Clémence Béchu who calls herself “committed entrepreneur” decided to go further after a double meeting behind the scenes of COP 21. With scientist Laurent Husson and researcher Yves M. Tourre, she launched the start-up Climate Company. Together they think up UCIX, a micro-scale climate sensitivity index. Millions of data from satellite observation are combined with deep statistics. And produce an assessment of climate risks over more than twenty years for very specific areas (a few hundred meters). A new generation of mapping that has already convinced private players (banks, insurance), while waiting for public authorities…
IN 2050
For Clémence Béchu, the watchword is always the same: adaptability. Considering the environment rather than constraining it to our desires for urbanity. Climate Company – recently awarded by the Pierre Cardin Foundation as an emblematic initiative for ecology – is “a project for our children” emphasizes Clémence Béchu.
If it is difficult for her to project herself into 2050, she has her sights set on 2030. “70% of the world’s population will then live in cities. The environmental challenges are colossal. But I remain convinced that we must imagine the ecological transition as a transformation offering incredible opportunities. And not as a sum of constraints. »

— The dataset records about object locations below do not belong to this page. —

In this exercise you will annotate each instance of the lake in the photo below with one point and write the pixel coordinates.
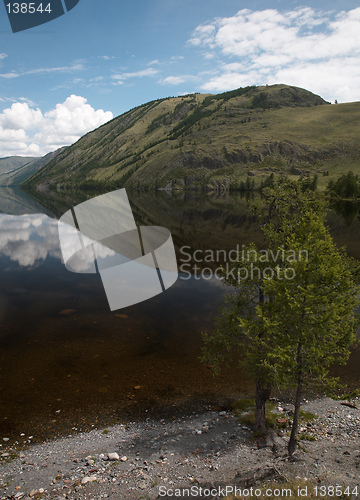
(68, 363)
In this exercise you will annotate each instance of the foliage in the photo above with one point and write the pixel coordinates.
(346, 186)
(292, 316)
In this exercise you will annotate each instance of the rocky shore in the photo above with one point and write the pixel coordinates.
(166, 458)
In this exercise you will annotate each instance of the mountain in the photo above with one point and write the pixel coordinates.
(209, 142)
(23, 168)
(11, 163)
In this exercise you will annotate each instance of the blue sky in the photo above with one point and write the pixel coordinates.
(68, 76)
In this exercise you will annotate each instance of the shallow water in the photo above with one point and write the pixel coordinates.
(68, 362)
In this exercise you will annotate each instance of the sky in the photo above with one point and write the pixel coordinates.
(66, 77)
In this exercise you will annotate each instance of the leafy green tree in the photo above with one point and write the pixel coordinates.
(293, 317)
(312, 315)
(346, 186)
(239, 328)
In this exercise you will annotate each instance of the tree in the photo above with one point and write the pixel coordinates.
(315, 312)
(239, 328)
(293, 317)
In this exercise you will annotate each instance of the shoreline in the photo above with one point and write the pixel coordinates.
(130, 461)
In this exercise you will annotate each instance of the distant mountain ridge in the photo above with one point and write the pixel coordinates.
(21, 168)
(204, 141)
(11, 163)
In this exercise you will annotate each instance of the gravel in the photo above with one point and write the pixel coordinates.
(135, 460)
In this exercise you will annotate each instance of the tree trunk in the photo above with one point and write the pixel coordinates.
(292, 441)
(262, 395)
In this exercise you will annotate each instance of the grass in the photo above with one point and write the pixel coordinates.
(194, 136)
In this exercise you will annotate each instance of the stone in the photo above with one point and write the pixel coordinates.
(88, 479)
(66, 312)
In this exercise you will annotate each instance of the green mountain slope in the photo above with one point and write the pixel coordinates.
(11, 163)
(27, 170)
(209, 142)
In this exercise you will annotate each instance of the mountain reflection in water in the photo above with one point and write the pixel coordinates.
(62, 349)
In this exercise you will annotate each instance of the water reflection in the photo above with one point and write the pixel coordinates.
(62, 349)
(28, 239)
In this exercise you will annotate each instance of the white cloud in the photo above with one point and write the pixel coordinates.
(39, 71)
(10, 75)
(28, 239)
(28, 131)
(174, 80)
(135, 74)
(304, 47)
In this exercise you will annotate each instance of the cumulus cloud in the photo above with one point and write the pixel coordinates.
(27, 131)
(28, 239)
(174, 80)
(135, 74)
(317, 50)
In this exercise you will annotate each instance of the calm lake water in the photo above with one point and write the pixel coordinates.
(68, 363)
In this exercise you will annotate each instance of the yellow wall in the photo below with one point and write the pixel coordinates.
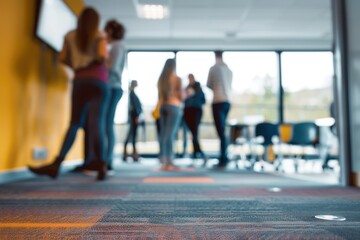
(34, 92)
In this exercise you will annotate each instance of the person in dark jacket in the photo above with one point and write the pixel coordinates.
(135, 110)
(194, 101)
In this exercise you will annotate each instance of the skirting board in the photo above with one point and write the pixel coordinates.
(24, 173)
(355, 179)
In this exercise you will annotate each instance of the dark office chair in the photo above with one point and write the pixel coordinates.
(239, 140)
(267, 135)
(304, 134)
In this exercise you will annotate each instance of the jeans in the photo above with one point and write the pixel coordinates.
(192, 117)
(115, 96)
(89, 100)
(170, 117)
(220, 112)
(132, 133)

There is no talk of eco-anxiety in her, but rather the permanent desire to find concrete solutions to each project that she envisages as a different company, “an adventure that requires reinventing a story”. She praises multidisciplinarity, teamwork and repeats that the professional future of the profession of architect depends on taking these environmental challenges into account. “We must give meaning to our professions” repeats Clémence Béchu. And continue the “conversion”that of the agency, that of the city, and that of the company.